Kritik auch an der Kommunikation

Schmitz müsse dafür klare Gründe nennen. Die Entscheidung zu treffen, ohne den Ausschuss als Klinikum-Aufsichtsrat zuzuziehen, sei auf jeden Fall ein Unding. Er wisse nicht, ob Wölfle Bescheid gewusst habe, sagte Lübbe. „Wenn ja, hätte ich erwartet, dass er uns informiert.“

Grünen-Fraktionschefin Silvia Fischer mochte nicht ausschließen, dass die Maßnahme sinnvoll ist. Dass Schmitz nicht rechtzeitig mit dem Personalrat geredet habe, sei für sie aber „nicht nachvollziehbar“, sagte Fischer, die ebenfalls dem Krankenhausausschuss angehört. Sie erwarte eine vertrauensvolle Zusammenarbeit zwischen Geschäftsführung und Personalrat: „Herr Schmitz kennt ja die Kommunikationswege in einem öffentlichen Betrieb und muss wissen, dass die Vermutungen ins Kraut schießen.“ Dass man immer wieder vom Personalrat Dinge erfahre, die der Ausschuss auf einem anderen Weg hätte erfahren müssen, sei äußerst unerfreulich.

Schmitz bemühte sich am Montagabend um Entspannung. Es handle sich größtenteils um ein Missverständnis und ein „Kommunikationsproblem“. Man habe nur eine „leichte Variation der Aufgabenverteilung“ in der fünfköpfigen Führungsrunde vorgenommen. Statt zu fünft gehe man jetzt nur noch zu zweit alle zwei Wochen in die Klinikzentren, um zu schauen, ob bei der operativen Umsetzung der jährlichen Budget- und Strategiezielsetzung alles gut laufe. Die Pflegedirektorin bleibe gleichberechtigtes Führungsmitglied.

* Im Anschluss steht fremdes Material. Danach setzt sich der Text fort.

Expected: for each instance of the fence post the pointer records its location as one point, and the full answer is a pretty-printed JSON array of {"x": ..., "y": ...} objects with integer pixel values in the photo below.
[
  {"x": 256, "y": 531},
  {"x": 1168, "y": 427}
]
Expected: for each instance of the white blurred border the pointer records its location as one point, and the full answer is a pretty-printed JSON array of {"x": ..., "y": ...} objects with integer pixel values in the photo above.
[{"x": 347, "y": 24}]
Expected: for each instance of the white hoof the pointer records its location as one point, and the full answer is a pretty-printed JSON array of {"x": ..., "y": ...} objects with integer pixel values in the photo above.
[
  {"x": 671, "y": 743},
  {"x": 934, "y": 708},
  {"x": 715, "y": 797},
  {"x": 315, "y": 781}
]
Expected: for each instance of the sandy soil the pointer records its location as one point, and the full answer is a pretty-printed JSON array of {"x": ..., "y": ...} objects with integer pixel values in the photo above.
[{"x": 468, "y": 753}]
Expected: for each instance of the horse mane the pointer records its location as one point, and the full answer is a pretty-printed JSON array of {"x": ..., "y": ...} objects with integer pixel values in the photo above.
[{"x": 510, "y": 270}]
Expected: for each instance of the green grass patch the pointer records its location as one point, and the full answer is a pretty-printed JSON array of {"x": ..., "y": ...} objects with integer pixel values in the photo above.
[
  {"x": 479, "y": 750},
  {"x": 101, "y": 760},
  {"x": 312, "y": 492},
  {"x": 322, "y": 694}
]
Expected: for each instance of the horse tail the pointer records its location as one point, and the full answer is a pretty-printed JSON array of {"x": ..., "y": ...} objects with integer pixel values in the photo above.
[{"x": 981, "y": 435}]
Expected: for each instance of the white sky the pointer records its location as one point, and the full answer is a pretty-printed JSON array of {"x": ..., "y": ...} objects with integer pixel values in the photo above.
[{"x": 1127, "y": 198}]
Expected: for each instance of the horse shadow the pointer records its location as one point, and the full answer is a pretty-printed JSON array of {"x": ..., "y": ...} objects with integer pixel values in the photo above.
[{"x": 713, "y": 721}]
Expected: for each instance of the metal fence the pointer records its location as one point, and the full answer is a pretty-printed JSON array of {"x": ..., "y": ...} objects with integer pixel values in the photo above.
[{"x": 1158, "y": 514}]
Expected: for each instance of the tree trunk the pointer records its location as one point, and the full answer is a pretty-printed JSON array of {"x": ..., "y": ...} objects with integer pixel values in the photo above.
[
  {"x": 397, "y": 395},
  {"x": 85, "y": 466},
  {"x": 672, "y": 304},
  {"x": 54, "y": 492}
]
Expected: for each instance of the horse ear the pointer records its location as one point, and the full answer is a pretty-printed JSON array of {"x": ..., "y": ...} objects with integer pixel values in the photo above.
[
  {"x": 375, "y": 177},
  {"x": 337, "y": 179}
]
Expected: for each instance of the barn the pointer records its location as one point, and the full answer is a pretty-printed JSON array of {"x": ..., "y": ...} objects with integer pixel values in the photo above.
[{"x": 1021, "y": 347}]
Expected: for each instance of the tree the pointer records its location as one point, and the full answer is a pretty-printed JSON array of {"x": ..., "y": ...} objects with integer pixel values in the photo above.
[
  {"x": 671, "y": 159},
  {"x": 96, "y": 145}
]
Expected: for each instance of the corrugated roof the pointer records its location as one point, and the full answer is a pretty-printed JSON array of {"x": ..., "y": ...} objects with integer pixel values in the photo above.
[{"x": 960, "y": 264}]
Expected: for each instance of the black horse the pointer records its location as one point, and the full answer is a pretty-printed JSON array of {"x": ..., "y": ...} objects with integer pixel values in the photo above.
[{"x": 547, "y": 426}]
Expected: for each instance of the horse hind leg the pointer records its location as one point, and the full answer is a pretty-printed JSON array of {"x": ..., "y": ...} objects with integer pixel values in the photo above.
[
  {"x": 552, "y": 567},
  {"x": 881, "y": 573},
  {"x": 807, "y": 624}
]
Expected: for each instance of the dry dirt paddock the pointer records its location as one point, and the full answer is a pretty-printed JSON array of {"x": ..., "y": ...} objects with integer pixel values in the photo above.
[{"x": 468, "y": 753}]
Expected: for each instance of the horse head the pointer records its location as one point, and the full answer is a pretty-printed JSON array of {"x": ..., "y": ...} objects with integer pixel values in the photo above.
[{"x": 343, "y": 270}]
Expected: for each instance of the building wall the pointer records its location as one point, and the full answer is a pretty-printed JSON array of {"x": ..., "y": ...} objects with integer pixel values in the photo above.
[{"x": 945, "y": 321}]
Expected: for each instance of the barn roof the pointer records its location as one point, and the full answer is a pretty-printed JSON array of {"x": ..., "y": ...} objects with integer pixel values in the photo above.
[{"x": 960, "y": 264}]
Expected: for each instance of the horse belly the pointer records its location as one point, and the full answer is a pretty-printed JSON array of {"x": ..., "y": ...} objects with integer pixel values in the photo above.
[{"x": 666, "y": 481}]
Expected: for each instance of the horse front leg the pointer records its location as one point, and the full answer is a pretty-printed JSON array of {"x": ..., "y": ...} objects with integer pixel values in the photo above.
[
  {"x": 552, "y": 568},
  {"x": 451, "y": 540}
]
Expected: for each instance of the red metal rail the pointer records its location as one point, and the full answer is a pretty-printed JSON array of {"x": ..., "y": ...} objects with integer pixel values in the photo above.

Sie habe die Änderung mitgetragen. Vielleicht habe die Formulierung der Botschaft allerdings den falschen Eindruck hinterlassen, dass die Pflegedirektorin aus dem operativen Geschäft raus wäre und bei der Pflege nichts mehr zu sagen hätte. Da man im Grundsätzlichen nichts geändert habe, sei der Ausschuss aber nicht einzuschalten gewesen. Den Bürgermeister habe er im Februar informiert.